Measurement in Evaluation
By Moira Ragan
“…not everything that can be counted counts, and not everything that counts can be counted.” – William Bruce Cameron
Assessment before improvement
Though my background is in scale development—and much of the attention given to rigor in item writing is in the context of achievement and cognitive testing—item writing and instrument development are essential components in evaluation. If you can’t measure something, you can’t assess programs and their effectiveness, answer client questions, meet funder needs or inform program improvement. Isn’t that, after all, why we evaluate?
Item writing and instrument development require planning and expertise. It is often an iterative process that can be time consuming. While it might seem obvious, writing items takes effort and work. So, when should evaluators use existing instruments, adapt existing or start from scratch?
Like a true statistician, my answer is: It depends.
Find, adapt or start over?
First, what are you measuring—attitudes about something, feedback on program components, knowledge? Are you building your understanding of the theoretical foundations of a particular program and its intended outcomes?
Second, how are you collecting data—self-report surveys, cognitive tests, interviews, observations?
Third, how confident do you feel writing your own items and protocols?
If you don’t have experience developing instruments, it is often advisable to use established, psychometrically-sound instruments to collect data on constructs of interest when possible (e.g., self-efficacy, attitudes toward something). There are often a great deal of options in the literature that you can either use or adapt. (Adapting instruments is a conversation for another day—just remember, psychometric evidence doesn’t transfer to instruments “based” on others!)
Starting from scratch can be daunting and isn’t always necessary or appropriate—but sometimes you need to. Though you might find versions you can use as starting points, you will have to develop your own questions for anything specific to the program you are evaluating. Good items are fundamental to meaningful interpretation of data, inferences, actionable recommendations and—of course—validity.
Rules of thumb
Be clear. Avoid ambiguity, redundancies and overly lengthy questions. Write clear directions.

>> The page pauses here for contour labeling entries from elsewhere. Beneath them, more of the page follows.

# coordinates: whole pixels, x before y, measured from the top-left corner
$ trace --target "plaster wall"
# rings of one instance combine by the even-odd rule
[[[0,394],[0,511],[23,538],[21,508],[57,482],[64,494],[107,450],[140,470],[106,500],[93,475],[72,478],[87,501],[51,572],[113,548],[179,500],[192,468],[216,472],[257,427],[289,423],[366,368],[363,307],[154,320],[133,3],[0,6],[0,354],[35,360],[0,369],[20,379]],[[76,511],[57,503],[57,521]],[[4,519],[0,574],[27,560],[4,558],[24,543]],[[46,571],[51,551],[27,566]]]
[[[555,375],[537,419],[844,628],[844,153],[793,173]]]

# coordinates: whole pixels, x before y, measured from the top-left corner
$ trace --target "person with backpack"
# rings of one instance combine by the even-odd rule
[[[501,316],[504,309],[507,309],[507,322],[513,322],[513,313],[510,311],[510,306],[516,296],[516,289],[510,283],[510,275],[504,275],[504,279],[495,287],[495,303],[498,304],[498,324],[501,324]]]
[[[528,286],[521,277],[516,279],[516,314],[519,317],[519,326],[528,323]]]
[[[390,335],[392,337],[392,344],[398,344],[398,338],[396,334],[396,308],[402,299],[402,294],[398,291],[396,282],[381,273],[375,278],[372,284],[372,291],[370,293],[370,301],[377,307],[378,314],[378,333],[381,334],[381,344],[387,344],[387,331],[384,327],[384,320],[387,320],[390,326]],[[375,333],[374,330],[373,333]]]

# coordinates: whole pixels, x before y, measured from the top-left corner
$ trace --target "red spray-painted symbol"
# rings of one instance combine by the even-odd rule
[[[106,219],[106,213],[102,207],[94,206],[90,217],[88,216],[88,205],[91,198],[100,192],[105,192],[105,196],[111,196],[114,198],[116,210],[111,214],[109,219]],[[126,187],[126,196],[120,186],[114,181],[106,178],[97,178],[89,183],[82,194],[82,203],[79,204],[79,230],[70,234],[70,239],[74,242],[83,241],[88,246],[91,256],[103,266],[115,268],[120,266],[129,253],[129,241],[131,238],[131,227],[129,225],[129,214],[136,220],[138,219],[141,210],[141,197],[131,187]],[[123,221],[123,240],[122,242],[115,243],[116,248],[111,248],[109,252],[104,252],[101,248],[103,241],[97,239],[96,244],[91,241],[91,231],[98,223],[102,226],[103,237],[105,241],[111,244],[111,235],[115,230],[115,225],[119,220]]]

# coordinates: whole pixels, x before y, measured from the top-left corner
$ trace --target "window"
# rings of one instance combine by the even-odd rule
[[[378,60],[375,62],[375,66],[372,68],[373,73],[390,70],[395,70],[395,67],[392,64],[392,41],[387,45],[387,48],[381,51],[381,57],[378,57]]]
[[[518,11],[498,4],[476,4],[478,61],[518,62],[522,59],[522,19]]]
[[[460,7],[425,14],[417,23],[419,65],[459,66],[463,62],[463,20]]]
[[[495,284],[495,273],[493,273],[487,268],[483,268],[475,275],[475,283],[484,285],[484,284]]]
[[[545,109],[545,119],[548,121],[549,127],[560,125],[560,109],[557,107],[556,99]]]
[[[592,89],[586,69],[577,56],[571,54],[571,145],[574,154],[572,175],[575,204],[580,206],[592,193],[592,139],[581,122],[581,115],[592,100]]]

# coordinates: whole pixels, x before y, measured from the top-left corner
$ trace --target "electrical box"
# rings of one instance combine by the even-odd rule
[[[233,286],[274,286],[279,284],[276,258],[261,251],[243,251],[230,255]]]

Check your readability. Be sure to write an appropriate reading level (even for adults—a good rule of thumb is 6th grade per Flesch-Kincaid) and avoid jargon or unusual, unnecessarily difficult vocabulary. Not everyone knows abstruse, recondite vernacular…
Check for bias. Be culturally responsive.
Write clear objectives and items to measure them.
When applicable, pick appropriate response options. Match response options to the type of question (e.g., magnitude, frequency) and try to remain consistent across items.
Draw a blueprint and get a review. Make sure your items are measuring what you intend to measure. Back it up with a review by peers, experts and/or clients.